Learning about 3D objects is challenging because creating labeled 3D data requires specialized equipment and expertise. Unlike 2D images, which are easy to find and use, 3D models are harder to come by, making it difficult for computers to learn from them. This situation can limit the development of effective machine learning systems for tasks involving 3D representations.
What's the solution?
The authors propose a method that uses procedural 3D programs to automatically generate a large variety of 3D shapes using simple building blocks. By training on these generated shapes, the computer can learn useful representations of 3D objects without needing labeled data. The results show that these representations perform as well as those learned from real, recognizable 3D models in various tasks, such as classifying shapes and segmenting parts.
Why it matters?
This research is important because it provides a scalable solution for teaching computers about 3D objects without the need for expensive scanning equipment or extensive labeling efforts. It opens up new possibilities for using machine learning in fields like robotics, gaming, and virtual reality, where understanding 3D shapes is crucial.
Abstract
Self-supervised learning has emerged as a promising approach for acquiring transferable 3D representations from unlabeled 3D point clouds.
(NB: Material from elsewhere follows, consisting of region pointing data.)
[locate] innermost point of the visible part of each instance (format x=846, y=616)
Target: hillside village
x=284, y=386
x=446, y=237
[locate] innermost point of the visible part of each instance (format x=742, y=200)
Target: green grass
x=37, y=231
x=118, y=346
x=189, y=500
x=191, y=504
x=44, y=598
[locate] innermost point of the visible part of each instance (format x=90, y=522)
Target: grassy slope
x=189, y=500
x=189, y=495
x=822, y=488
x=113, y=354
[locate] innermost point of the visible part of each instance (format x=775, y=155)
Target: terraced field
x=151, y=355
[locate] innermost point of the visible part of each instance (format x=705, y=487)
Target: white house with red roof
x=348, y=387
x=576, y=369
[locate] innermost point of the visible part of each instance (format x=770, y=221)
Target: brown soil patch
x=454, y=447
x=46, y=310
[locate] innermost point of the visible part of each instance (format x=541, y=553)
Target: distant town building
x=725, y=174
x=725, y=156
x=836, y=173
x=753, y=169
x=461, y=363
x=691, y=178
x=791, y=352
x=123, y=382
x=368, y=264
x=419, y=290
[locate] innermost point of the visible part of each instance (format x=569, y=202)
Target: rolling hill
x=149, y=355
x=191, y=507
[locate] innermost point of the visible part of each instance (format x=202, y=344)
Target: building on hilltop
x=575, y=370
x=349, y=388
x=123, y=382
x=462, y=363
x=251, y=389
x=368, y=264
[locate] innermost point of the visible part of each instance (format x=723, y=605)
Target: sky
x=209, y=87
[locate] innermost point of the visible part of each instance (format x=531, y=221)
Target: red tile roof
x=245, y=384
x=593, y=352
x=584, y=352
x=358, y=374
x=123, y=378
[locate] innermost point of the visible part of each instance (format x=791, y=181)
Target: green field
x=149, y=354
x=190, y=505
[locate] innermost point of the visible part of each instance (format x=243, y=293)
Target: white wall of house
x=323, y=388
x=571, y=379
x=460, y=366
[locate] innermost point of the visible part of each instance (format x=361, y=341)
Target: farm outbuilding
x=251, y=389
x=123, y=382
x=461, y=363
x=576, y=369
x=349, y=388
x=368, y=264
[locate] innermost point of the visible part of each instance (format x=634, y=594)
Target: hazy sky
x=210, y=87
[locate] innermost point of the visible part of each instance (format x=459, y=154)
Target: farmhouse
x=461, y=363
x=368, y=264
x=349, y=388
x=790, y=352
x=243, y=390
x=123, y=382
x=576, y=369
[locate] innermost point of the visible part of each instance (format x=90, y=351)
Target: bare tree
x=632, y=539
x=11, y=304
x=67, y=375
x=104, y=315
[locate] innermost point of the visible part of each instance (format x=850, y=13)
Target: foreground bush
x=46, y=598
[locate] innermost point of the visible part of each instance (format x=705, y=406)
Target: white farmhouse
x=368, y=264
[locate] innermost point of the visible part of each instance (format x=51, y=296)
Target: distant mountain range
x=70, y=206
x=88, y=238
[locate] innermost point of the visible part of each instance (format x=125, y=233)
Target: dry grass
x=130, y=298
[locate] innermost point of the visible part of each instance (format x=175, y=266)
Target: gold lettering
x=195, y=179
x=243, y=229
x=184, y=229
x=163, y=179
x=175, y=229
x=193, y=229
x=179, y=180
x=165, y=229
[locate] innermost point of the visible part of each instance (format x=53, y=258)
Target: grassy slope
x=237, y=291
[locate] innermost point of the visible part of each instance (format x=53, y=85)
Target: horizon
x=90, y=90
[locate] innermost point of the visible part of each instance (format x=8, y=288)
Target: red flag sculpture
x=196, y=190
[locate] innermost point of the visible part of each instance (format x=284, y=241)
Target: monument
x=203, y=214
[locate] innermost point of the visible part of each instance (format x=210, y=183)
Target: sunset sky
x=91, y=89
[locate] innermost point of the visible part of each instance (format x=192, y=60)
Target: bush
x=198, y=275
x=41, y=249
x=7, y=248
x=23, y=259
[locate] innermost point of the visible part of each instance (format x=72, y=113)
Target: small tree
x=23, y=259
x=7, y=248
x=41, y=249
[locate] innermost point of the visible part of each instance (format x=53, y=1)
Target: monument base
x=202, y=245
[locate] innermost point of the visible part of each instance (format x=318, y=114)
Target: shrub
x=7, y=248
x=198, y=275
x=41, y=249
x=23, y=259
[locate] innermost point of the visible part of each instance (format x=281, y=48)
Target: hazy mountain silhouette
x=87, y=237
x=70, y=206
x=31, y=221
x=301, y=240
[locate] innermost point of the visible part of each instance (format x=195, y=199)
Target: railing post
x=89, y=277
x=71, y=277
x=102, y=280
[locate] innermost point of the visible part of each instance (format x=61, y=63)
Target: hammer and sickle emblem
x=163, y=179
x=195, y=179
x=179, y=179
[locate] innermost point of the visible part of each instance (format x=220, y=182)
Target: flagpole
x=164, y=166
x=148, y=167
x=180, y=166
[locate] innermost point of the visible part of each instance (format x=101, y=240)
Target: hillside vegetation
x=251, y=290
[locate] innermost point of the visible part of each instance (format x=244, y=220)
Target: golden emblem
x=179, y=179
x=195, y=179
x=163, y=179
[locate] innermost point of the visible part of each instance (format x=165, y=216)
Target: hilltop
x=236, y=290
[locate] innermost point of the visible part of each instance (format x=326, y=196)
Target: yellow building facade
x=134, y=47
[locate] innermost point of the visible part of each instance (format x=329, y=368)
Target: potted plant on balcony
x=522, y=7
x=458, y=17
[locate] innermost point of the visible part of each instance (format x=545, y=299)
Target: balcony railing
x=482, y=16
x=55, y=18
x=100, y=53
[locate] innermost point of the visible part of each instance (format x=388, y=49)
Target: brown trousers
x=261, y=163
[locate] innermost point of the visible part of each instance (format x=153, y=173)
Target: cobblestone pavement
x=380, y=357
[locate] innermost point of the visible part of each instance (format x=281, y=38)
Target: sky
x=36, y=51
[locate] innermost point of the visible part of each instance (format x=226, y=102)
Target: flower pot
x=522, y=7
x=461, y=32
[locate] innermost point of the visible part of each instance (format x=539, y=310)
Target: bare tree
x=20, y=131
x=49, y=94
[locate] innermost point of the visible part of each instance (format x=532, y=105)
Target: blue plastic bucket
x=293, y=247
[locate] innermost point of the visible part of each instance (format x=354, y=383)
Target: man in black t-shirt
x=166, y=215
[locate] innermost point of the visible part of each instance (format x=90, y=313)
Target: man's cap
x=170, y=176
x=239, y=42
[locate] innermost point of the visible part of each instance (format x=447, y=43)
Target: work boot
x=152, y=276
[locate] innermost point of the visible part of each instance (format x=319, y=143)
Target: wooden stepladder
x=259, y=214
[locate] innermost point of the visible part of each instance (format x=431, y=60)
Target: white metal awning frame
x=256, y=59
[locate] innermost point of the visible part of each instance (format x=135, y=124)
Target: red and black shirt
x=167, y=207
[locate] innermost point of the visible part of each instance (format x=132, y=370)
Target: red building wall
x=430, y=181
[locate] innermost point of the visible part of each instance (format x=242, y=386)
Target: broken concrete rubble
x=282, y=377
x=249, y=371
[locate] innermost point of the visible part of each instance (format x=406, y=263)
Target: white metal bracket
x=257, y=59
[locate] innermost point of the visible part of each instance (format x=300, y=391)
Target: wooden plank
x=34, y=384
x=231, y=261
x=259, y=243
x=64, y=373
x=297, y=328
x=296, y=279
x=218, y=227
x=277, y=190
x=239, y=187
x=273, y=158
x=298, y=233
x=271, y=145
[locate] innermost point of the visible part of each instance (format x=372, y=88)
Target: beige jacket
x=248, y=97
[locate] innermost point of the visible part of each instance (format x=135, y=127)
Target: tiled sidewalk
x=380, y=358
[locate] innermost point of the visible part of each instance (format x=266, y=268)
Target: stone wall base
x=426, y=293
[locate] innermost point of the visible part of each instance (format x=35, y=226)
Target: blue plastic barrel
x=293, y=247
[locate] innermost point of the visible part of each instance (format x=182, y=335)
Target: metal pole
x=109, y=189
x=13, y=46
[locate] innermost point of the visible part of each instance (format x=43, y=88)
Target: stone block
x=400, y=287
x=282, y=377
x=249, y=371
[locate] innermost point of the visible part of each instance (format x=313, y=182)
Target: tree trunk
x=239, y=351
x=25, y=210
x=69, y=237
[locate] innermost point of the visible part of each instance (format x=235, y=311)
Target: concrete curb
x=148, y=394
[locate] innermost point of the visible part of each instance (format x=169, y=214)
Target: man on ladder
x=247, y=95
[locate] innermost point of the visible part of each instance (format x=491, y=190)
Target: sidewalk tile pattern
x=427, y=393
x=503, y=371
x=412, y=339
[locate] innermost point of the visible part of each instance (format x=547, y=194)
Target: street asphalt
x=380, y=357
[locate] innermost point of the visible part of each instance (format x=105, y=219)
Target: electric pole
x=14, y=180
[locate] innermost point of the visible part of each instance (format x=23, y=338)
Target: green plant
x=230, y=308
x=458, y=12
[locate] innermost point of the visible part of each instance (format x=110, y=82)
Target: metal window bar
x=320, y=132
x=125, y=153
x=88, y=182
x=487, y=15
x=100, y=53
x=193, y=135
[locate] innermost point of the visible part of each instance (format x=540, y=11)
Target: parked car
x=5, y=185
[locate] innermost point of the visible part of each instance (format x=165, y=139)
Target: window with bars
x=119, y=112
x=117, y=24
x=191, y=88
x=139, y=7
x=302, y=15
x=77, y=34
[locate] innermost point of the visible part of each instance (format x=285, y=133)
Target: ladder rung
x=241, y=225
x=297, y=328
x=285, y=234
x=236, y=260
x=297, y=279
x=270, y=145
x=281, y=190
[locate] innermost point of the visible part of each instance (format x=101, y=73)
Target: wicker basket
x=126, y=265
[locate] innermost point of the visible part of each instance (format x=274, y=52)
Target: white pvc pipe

Unlike 2D images, which are widely accessible, acquiring 3D assets requires specialized expertise or professional 3D scanning equipment, making it difficult to scale and raising copyright concerns. To address these challenges, we propose learning 3D representations from procedural 3D programs that automatically generate 3D shapes using simple primitives and augmentations. Remarkably, despite lacking semantic content, the 3D representations learned from this synthesized dataset perform on par with state-of-the-art representations learned from semantically recognizable 3D models (e.g., airplanes) across various downstream 3D tasks, including shape classification, part segmentation, and masked point cloud completion. Our analysis further suggests that current self-supervised learning methods primarily capture geometric structures rather than high-level semantics.